Also sitzen wir nur herum und warten. Und schmoren vor uns
hin.
Öhrchen bemüht sich pausenlos um Verbindung zur
Außenwelt. Ohne Erfolg. Eine Strandung, Nahrungsmittelknappheit
und eventuell sogar eine Meuterei kann ich verwinden, aber dieser
andauernde Nebel treibt mich in den Irrsinn.
Um 14 Uhr 30 haben Schwester Miriam und Pater Ockham ihre
Rucksäcke gepackt und sind in nördlicher Richtung durch die
Dünen gezogen, um die Drecksäcke zu suchen. »Wir gehen
von der Annahme aus, daß Immanuel Kant recht hatte«,
erklärte der Pater. »In der Seele jedes Menschen schlummert
ein natürliches moralisches Gesetz, der Kategorische
Imperativ.«
»Wenn wir das den Deserteuren einsichtig machen
können«, meinte Schwester Miriam, »kommen sie unter
Umständen zur Besinnung.«
Weißt du was, Popeye? Ich glaube, die beiden rennen in den
Tod.
Sie fanden die Deserteure durch ihr Gelächter: des Johlens
primitiver Heiterkeit und Geschreis posttheistischer Belustigung, die
der Wind ihnen über den noch klammen Sand entgegenwehte.
Thomas’ Herz schlug schneller, als gälte es das kleine
Kruzifix zu schütteln, das er unterm Sweatshirt auf der Brust
trug.
Geradewegs voraus dampfte eine Reihe hoher, feuchter Dünen in
der Sonne.
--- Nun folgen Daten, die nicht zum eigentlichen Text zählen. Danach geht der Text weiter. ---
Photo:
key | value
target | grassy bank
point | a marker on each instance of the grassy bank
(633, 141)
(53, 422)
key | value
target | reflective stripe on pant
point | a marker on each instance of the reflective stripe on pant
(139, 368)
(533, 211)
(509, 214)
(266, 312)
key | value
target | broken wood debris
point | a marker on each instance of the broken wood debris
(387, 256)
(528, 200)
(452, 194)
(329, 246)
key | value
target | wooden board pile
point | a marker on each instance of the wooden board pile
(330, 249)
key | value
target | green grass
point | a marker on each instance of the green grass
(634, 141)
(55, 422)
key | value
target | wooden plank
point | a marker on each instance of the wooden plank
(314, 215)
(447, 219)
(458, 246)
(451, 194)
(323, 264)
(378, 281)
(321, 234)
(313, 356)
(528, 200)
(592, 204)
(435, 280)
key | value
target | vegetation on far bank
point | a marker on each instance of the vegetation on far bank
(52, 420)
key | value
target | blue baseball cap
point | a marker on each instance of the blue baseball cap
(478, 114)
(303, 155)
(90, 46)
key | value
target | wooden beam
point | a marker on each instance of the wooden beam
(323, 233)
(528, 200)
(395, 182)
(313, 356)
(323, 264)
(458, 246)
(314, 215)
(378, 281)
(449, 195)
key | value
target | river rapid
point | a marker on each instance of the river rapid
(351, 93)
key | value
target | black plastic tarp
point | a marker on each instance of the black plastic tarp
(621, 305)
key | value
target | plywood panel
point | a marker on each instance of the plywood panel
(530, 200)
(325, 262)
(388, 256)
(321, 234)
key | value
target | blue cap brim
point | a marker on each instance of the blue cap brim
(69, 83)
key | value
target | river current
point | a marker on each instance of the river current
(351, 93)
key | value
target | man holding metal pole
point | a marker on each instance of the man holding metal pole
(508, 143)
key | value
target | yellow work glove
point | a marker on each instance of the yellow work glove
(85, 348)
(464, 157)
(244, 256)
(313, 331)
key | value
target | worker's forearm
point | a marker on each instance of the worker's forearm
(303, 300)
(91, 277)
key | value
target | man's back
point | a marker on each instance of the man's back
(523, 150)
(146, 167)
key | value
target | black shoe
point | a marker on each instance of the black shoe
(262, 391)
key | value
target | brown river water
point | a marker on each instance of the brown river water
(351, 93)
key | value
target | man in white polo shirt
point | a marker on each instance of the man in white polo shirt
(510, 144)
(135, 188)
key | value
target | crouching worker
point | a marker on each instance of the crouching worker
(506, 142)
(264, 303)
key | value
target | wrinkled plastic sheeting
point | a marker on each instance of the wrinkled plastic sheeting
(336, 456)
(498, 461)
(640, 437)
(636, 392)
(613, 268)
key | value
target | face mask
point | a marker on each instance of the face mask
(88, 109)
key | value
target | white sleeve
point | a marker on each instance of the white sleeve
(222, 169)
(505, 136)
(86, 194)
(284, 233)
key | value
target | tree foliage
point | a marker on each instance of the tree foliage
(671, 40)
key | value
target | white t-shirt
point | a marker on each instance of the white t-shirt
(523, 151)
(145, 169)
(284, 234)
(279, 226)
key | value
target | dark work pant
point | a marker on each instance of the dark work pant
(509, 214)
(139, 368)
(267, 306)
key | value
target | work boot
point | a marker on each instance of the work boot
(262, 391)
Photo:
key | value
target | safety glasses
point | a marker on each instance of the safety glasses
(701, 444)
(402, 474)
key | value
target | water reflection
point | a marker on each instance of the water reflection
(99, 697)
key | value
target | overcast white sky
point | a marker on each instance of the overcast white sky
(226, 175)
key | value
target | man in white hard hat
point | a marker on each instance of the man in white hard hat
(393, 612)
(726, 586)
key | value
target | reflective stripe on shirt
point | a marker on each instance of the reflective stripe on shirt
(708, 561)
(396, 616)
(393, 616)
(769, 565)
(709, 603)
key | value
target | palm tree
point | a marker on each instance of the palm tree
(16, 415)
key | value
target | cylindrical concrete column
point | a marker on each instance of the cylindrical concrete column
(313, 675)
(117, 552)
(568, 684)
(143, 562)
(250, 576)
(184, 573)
Seite an Seite erklommen Jesuit und Karmeliterin die
Erhebungen, pausierten auf halber Strecke für ein Momentchen, um
aus den Feldflaschen zu trinken und sich den Schweiß von der
Stirn zu tupfen.
»Egal wie tief sie gesunken sind, wir müssen ihnen mit
Liebe begegnen«, bekräftigte Schwester Miriam nochmals.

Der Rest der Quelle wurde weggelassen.